Towards Developing Network forensic mechanism for Botnet Activities in the IoT based on Machine Learning Techniques
Nickolaos Koroniotis, Nour Moustafa, Elena Sitnikova, Jill Slay

TL;DR
This paper explores the use of machine learning techniques on network flow data to develop an effective network forensic mechanism for detecting and tracking botnet activities in IoT environments, addressing limitations of signature-based methods.
Contribution
It introduces a novel ML-based forensic approach utilizing network flow identifiers to improve detection accuracy and reduce false alarms in IoT botnet investigations.
Findings
ML techniques effectively detect IoT botnet attacks
Flow identifiers improve tracking of botnet activities
Experimental results show high detection accuracy
Abstract
The IoT is a network of interconnected everyday objects called things that have been augmented with a small measure of computing capabilities. Lately, the IoT has been affected by a variety of different botnet activities. As botnets have been the cause of serious security risks and financial damage over the years, existing Network forensic techniques cannot identify and track current sophisticated methods of botnets.
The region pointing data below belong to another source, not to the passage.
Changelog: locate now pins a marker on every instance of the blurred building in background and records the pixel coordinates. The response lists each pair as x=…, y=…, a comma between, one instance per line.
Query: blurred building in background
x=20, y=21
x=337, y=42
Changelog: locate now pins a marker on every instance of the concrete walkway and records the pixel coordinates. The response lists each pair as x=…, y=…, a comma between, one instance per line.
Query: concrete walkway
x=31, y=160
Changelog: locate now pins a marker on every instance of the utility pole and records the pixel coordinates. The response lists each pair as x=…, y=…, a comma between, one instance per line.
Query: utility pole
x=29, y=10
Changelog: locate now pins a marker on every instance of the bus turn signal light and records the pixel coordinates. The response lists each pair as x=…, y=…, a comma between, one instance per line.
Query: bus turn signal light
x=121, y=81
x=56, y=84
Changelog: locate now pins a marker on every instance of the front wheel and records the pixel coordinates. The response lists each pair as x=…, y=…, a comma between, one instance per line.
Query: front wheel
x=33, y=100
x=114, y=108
This is because commercial tools mainly depend on signature-based approaches that cannot discover new forms of botnet. In literature, several studies have conducted the use of Machine Learning ML techniques in order to train and validate a model for defining such attacks, but they still produce high false alarm rates with the challenge of investigating the tracks of botnets. This paper investigates the role of ML techniques for developing a Network forensic mechanism based…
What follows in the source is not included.